A simple script to plot the balance of the portfolio, or
"equity curve", as a function of time.
It requires OUTPUT_RESULTS_DIR to be set in the project
settings.
"""
equity_file = os.path.join(OUTPUT_RESULTS_DIR, "equity.csv")
equity = pd.io.parsers.read_csv(
equity_file, header=True,
names=["time", "balance"],
parse_dates=True, index_col=0
)
equity["balance"].plot()
plt.show()
Notice that there is a new settings.py
variable now called OUTPUT_RESULTS_DIR
, which must be set in your settings. I have it pointing to a temporary directory elsewhere on my file system as I don't want to accidentally add any equity backtest results to the code base!
The equity curve works by having a balance value added to a list of dictionaries, with one dictionary corresponding to a time-stamp.
Once the back-test is complete the list of dictionaries is converted into a Pandas DataFrame and the to_csv
method is used to output equity.csv
.
This output script then simply reads in the file and plots the balance
column of the subsequent DataFrame.
You can see the snippet for the append_equity_row
and output_results
methods of the Portfolio
class below:
def append_equity_row(self, time, balance):
d = {"time": time, "balance": balance}
self.equity.append(d)
def output_results(self):
filename = "equity.csv"
out_file = os.path.join(OUTPUT_RESULTS_DIR, filename)
df_equity = pd.DataFrame.from_records(self.equity, index='time')
df_equity.to_csv(out_file)
print "Simulation complete and results exported to %s" % filename
Every time execute_signal
is called, the former method is called and appends the timestamp/balance value to the equity
member.
At the end of the backtest output_results
is called which simply converts the list of dictionaries to a DataFrame and then outputs to the specified OUTPUT_RESULTS_DIR
directory.
Unfortunately, this is not a particularly appropriate way of creating an equity curve as it only occurs when a signal is generated. This means that it does not take into account unrealised P&L.
While this is how actual trading occurs (you haven't actually made any money until you close a position!) it means that the equity curve will remain completely flat between balance updates. Worse, Matplotlib will default to linearly interpolating between these points, thus providing the false impression of the unrealised P&L.
The solution to this problem is to create an unrealised P&L tracker for the Position
class that correctly updates on every tick. This is a little more computationally expensive, but does allow a more useful equity curve. This feature is planned for a later date!
Next Steps
The next major task for QSForex is to allow multi-day backtesting. Currently the HistoricCSVPriceHandler
object only loads a single day's worth of DukasCopy tick data for any specified currency pairs.
In order to allow multi-day testing it will be necessary to load and stream each day sequentially to avoid filling RAM with the entire history of tick data. This will require a modification to how the stream_next_tick
method works. Once that is complete it will allow long-term strategy backtesting across multiple pairs.

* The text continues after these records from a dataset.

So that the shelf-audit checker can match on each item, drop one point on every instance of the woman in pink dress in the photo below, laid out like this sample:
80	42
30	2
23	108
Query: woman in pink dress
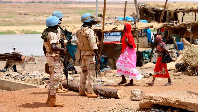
126	64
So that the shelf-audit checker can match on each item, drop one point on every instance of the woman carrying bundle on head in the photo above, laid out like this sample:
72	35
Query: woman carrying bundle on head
126	64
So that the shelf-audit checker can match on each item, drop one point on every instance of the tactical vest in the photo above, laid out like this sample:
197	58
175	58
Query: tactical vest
45	36
83	42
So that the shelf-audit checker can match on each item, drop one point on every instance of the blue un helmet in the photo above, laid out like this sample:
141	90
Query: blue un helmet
57	14
86	17
52	21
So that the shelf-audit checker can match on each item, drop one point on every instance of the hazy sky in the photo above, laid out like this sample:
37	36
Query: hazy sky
143	0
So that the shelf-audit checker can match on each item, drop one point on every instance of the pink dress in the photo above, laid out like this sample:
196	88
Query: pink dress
126	64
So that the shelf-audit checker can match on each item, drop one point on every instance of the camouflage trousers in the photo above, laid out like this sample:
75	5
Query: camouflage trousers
56	71
88	72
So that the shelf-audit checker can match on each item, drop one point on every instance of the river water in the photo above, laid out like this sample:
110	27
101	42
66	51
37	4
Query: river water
26	43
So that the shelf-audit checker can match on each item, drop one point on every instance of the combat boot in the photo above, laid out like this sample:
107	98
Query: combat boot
48	99
54	103
60	91
82	93
92	95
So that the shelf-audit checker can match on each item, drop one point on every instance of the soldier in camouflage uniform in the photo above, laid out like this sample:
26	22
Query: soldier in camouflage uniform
53	52
59	15
87	43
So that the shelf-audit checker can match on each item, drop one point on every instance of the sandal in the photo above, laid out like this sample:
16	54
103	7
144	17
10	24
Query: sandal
122	82
168	84
150	84
130	84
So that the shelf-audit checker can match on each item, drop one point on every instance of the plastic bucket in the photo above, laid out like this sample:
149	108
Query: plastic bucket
180	45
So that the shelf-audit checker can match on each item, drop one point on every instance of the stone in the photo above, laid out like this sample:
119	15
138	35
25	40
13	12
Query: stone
136	95
179	99
177	74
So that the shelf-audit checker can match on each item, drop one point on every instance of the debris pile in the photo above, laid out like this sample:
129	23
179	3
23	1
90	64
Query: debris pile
37	79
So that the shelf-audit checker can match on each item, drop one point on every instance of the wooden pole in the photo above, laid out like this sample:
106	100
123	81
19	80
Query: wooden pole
125	10
107	92
163	12
136	6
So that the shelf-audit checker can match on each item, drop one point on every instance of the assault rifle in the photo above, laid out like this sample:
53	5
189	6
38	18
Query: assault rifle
65	62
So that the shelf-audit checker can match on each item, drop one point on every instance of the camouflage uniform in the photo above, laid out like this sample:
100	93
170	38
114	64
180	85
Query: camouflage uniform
87	43
54	62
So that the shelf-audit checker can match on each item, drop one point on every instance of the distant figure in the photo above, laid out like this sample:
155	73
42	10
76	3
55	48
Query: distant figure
87	44
59	15
53	52
13	50
126	64
160	69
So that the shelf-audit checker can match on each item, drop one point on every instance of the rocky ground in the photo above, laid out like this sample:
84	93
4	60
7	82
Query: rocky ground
29	100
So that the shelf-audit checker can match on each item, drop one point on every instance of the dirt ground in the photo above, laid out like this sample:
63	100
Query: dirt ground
18	17
31	100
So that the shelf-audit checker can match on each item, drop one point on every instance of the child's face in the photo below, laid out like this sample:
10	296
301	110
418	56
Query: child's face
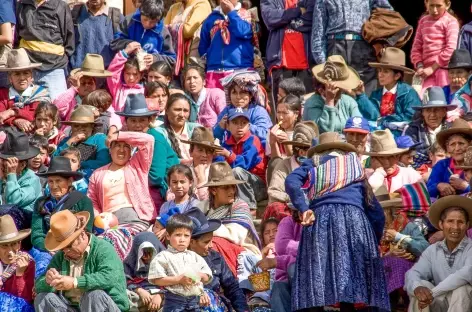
180	239
36	162
44	122
131	76
148	23
74	161
238	127
179	184
436	8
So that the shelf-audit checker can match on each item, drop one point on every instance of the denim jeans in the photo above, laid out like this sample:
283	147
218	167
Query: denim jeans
54	80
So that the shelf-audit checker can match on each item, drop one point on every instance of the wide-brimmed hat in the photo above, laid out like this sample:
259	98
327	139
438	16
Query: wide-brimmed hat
392	58
305	134
434	97
458	126
17	145
330	141
136	106
221	174
65	228
446	202
201	225
81	115
202	136
60	166
92	66
467	160
382	143
460	59
336	70
17	60
9	232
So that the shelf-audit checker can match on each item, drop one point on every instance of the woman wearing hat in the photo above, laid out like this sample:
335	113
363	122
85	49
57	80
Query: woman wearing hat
446	177
391	106
94	152
62	196
17	269
138	118
329	107
242	90
17	103
341	209
432	120
304	134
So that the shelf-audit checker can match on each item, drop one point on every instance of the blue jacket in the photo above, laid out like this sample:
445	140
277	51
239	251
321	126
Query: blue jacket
238	54
224	279
406	98
441	174
277	18
259	119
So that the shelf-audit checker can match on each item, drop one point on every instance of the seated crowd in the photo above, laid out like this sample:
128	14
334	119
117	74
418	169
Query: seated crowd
144	165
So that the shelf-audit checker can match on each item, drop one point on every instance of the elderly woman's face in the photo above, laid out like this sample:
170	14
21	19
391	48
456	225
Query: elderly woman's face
456	146
239	97
59	186
120	153
434	116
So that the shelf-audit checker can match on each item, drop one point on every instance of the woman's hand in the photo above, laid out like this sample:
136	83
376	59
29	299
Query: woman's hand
445	189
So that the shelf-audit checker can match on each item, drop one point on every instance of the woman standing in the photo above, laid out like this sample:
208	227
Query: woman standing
338	259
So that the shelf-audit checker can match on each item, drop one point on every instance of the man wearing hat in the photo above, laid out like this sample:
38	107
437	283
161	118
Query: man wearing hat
391	106
85	272
441	280
432	111
223	279
385	154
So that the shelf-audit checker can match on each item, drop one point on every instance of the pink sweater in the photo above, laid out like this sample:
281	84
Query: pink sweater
286	246
136	176
211	107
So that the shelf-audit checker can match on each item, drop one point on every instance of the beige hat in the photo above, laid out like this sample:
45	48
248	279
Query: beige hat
221	174
92	66
17	60
392	58
330	141
447	202
337	71
382	143
8	231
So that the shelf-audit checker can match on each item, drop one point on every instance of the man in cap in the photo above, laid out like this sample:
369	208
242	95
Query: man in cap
85	272
441	279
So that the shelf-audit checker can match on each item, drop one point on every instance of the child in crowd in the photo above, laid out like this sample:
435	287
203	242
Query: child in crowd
244	152
435	40
391	106
180	180
288	115
180	271
146	30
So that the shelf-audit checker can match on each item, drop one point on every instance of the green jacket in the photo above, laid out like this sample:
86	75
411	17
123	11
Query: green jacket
22	192
159	167
39	230
102	270
330	119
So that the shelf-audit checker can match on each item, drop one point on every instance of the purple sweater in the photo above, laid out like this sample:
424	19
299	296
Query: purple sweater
286	246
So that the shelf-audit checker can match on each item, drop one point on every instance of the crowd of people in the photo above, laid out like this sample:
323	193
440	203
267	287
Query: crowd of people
160	161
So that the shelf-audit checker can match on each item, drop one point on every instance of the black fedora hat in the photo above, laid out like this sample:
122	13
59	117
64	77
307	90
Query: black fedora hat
17	145
201	225
60	166
135	106
460	59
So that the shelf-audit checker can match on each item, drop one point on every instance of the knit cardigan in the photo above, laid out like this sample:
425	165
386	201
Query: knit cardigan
102	270
328	118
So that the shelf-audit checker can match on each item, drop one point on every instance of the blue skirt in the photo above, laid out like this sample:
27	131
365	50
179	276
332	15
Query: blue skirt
338	261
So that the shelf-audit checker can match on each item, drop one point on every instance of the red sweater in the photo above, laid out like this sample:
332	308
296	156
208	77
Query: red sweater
21	286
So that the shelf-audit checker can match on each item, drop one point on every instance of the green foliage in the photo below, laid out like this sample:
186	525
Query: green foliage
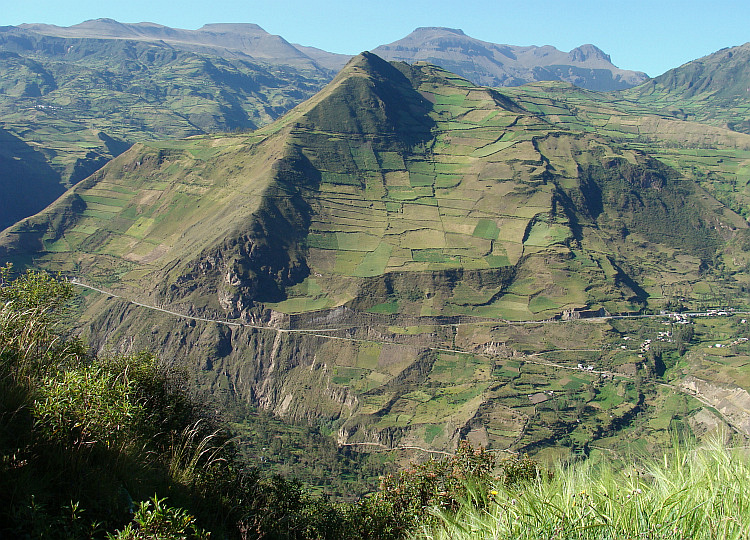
405	496
154	520
84	407
697	494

Another task is to improve the output of the equity curve. In order to calculate any of the usual performance metrics (such as the Sharpe Ratio) we will need to calculate percentage returns across a particular time period. However, this requires that we bin the tick data into bars in order to calculate a return for a particular time period.
Such binning must occur on a sampling frequency that is similar to the trading frequency or the Sharpe Ratio will not be reflective of the true risk/reward of the strategy. This binning is not a trivial exercise as there are lots of assumptions that go into generating a "price" for each bin.
Once these two tasks are complete, and sufficient data has been acquired, we will be in a position to backtest a wide-range of tick-data based forex strategies and produce equity curves net of the majority of transaction costs. In addition, it will be extremely straightforward to test these strategies on the practice paper-trading account provided by OANDA.
This should allow you to make much better decisions about whether to run a strategy compared to a more "research oriented" backtesting system.